ST. GEORGE — With the last volleyball hitting the floor in the Dixie Center and the last basketball dribbled down the court in the Washington City Community Center, the Huntsman World Senior Games came to a close Saturday.
“It’s hard to qualify this year’s Games as anything other than a success,” Kyle M Case, Huntsman World Senior Games CEO, said in a press release. “The weather was fantastic, not too hot and not too cold. The ceremonies and celebrations were enjoyed by both the athletes and the community, and there were so many smiles all around. I’d call that successful.”
But it’s more than just anecdotal evidence that labels the games successful. This year, the event welcomed 11,033 total athletes, a number that rivals the number of competitors at the 2016 Rio Olympics.
There were 213 volleyball teams competing around the county and nearly 800 pickleball players enjoying the sport that the Huntsman World Senior Games helped put on the map. As always, softball reigned as the biggest sport in the annual event, and this year 349 teams swatted it out for gold, silver and bronze medals in 62 different age and skill divisions.
The 2018 games hosted athletes from 32 different nations, including three for the first time — St. Kitts and Nevis, Belgium and Turkey. These new countries bring the grand total of nations represented at the Games over the past 32 year to 80, representing a large cross section of the world.
“We are always so excited with we get to host new countries at the Games. It means we get to share our beautiful area with new people and our mission of fostering worldwide peace, health and friendship continues to expand around the globe,” Case said. “It’s a pretty amazing thing.”
Putting on an event the magnitude of the games takes many, many hands. Nearly 3,000 volunteers help with the event, assisting with everything from welcome bag-assembly to refreshment-distribution to score-keeping and many other tasks.
“The volunteers are really the life blood of the Games,” director of operations Jeff Harding said in the press release. “Without this army of selfless people, we couldn’t do what we do. We’re grateful for each and every one who sacrifices his or her time to help out. It makes a huge difference.”
With so many people, many of whom extend their stay, filling up local hotels and restaurants, the games estimates that the direct economic impact on the community is over $17.2 million.
“So many local businesses tell us that October is the month they break even on the year,” Case said. “We’re proud to be part of that.

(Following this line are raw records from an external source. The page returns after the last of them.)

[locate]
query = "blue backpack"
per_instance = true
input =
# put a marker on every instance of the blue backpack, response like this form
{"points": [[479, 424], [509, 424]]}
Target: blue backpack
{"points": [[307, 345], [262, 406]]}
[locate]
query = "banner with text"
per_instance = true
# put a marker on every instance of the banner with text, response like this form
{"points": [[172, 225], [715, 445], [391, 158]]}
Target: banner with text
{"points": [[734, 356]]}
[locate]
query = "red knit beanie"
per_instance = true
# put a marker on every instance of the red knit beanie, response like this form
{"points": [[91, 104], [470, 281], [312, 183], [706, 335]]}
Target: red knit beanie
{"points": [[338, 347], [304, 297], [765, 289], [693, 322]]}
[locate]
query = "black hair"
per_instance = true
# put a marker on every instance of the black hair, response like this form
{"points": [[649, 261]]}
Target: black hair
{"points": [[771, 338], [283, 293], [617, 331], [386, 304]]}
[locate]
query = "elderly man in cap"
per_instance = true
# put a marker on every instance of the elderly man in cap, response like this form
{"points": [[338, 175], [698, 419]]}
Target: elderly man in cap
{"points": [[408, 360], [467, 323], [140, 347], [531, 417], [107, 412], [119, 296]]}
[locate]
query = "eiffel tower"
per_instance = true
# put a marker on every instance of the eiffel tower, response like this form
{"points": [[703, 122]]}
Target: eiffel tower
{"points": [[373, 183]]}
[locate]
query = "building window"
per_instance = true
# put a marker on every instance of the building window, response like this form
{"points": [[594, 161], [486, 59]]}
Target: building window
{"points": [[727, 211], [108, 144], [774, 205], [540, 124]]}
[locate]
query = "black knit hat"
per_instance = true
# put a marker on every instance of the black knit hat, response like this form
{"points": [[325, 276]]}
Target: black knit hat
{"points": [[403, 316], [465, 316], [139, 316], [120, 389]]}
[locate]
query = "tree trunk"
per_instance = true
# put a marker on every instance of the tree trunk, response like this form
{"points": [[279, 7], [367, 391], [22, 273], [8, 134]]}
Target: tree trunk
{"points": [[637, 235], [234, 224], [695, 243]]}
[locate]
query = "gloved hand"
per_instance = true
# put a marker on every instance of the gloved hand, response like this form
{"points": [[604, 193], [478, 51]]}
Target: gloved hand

We make a big footprint on the community, and that comes with some inconveniences, like crowded streets and scarce seats in restaurants, but we hope that the inflow of new dollars and the opportunity to host some of the best people anywhere more than make up for it.”
The big numbers are impressive, but at its heart, the Huntsman World Senior Games is about the individual experience. Sylvia Martin, of Michigan, summed it up perhaps as well as anyone when she said, “Awesome event. Friendly people. I love it!”
The games are over for this year, but they will be back in St. George next year running from Oct. 7-19.